Au lendemain du coup d’Etat du 22 mars 2012, la situation dans la bande sahélo-sahélienne qui ravage le Nord-Mali depuis la tournure tragique prise par les événements, menace l’Afrique de l’Ouest dans sa globalité, avec notamment des armes puisées dans les arsenaux libyens dont se servent les rebelles. Cette situation constitue une sérieuse menace pour la paix et la sécurité en Afrique de l’Ouest en particulier mais aussi dans le monde et occasionne, entre autres fléaux, le déplacement des populations qui tentent de fuir les zones de conflit, la traite et le trafic de personnes et la prolifération des armes légères. Cependant, un fait nouveau mérite d’être souligné le Mouvement Nationale de Libération de l’Azawad (MNLA) et ANSAR EDDIN ont évolué dans leurs prétentions surtout dans l’application de la Sharia. Ces deux mouvements ont récemment décidé de participer au côté de l’Etat malien à la reconquête du Nord et au délogement des terroristes islamistes et des malfaiteurs. Les batailles entre factions rebelles peuvent les fragiliser et permettre ainsi au pouvoir du Mali de recouvrer l’intégrité de son territoire mais aussi d’assurer la sécurité de la région ouest-africaine par l’expulsion des islamistes, des terroristes et des narco-trafiquants de la zone.

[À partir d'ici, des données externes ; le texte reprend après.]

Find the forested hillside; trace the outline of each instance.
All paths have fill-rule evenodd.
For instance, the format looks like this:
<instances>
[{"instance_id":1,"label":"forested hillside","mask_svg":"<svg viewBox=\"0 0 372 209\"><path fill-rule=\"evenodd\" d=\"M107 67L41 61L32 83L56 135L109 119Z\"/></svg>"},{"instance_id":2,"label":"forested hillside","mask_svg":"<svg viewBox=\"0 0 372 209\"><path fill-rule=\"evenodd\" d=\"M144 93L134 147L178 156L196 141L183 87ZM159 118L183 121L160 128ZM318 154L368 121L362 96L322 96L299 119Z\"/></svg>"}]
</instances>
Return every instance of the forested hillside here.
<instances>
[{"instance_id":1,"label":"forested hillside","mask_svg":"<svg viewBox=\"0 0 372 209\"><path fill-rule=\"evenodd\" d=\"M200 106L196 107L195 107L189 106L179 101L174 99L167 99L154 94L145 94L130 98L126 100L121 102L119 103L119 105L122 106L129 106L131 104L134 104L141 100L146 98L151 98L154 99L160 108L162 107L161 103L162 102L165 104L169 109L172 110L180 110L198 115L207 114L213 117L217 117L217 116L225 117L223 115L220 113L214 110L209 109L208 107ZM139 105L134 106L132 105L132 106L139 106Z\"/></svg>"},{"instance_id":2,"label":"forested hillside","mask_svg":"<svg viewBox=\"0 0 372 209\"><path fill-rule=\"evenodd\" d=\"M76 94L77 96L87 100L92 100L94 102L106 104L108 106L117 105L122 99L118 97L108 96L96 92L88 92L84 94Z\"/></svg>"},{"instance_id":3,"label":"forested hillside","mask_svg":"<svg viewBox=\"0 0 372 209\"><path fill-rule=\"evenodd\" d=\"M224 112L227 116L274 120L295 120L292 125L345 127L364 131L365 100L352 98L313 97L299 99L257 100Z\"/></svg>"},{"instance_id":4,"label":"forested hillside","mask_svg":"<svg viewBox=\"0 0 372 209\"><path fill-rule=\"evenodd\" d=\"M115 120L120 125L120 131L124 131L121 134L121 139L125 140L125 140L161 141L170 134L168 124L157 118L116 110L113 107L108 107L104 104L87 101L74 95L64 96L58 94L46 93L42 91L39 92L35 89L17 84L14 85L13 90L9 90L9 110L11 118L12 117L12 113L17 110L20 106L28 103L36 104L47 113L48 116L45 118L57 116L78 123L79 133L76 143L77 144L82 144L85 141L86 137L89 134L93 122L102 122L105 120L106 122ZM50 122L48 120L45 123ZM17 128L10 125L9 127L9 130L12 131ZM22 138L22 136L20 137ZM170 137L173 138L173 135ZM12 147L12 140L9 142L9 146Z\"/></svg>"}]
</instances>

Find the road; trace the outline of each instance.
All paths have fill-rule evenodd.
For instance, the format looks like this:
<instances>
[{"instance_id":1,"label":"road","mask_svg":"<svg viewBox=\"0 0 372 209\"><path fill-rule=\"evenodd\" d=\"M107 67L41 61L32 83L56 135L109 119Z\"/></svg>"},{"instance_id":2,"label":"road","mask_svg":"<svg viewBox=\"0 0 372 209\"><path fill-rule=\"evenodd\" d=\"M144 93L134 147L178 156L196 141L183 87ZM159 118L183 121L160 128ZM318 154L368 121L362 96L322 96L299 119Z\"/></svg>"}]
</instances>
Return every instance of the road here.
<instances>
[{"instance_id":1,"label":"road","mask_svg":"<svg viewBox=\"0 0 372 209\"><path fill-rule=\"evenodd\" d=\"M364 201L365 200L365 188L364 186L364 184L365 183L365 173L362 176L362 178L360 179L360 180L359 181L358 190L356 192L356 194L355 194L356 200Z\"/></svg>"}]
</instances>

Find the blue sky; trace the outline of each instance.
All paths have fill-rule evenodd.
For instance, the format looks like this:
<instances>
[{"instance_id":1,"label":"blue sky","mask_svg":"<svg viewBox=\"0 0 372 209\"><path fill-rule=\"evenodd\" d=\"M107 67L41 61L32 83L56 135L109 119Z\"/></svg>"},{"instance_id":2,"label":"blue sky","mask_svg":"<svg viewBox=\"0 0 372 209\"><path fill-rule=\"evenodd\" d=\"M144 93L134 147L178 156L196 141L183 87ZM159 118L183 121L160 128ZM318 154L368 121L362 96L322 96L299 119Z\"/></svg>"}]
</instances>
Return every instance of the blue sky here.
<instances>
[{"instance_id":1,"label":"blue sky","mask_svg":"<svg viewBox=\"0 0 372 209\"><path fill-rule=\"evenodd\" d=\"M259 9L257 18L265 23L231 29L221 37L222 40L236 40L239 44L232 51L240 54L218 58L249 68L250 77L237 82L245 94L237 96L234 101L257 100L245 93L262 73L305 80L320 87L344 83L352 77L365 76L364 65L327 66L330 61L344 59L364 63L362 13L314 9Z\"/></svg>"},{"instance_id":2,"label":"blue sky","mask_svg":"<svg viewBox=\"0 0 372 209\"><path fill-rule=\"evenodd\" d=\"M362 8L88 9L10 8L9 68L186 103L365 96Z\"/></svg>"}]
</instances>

Ce cas malien n’est pas isolé, les pays ouest-africains sont pour la plupart confrontés à l’épineuse équation de la construction de l’unité nationale. A l’image de la Côte d’Ivoire, la Guinée où la polarisation des ethnies autour des dirigeants issus de leurs régions respectives, fait resurgir la question de l’ethnocentrisme qui a toujours marquée la vie politique du pays. Les états-majors des partis adoptent des stratégies en instrumentalisant les ethnies à des fins électoralistes surtout avec l’élection présidentielle qui a porté Alpha Condé au pouvoir. Ces dangers de l’ethnocommunautarisme sont accentués par une inégalité économique et une mauvaise distribution des richesses, un commerce illicite des armes, une répartition des postes et fonctions étatiques sur des bases ethniques non fondées sur les compétences. Seule une véritable prise en compte du principe de l’égalité des citoyens et une réconciliation nationale concrète peuvent épargner la Guinée de crises sociales ou d’une guerre civile future.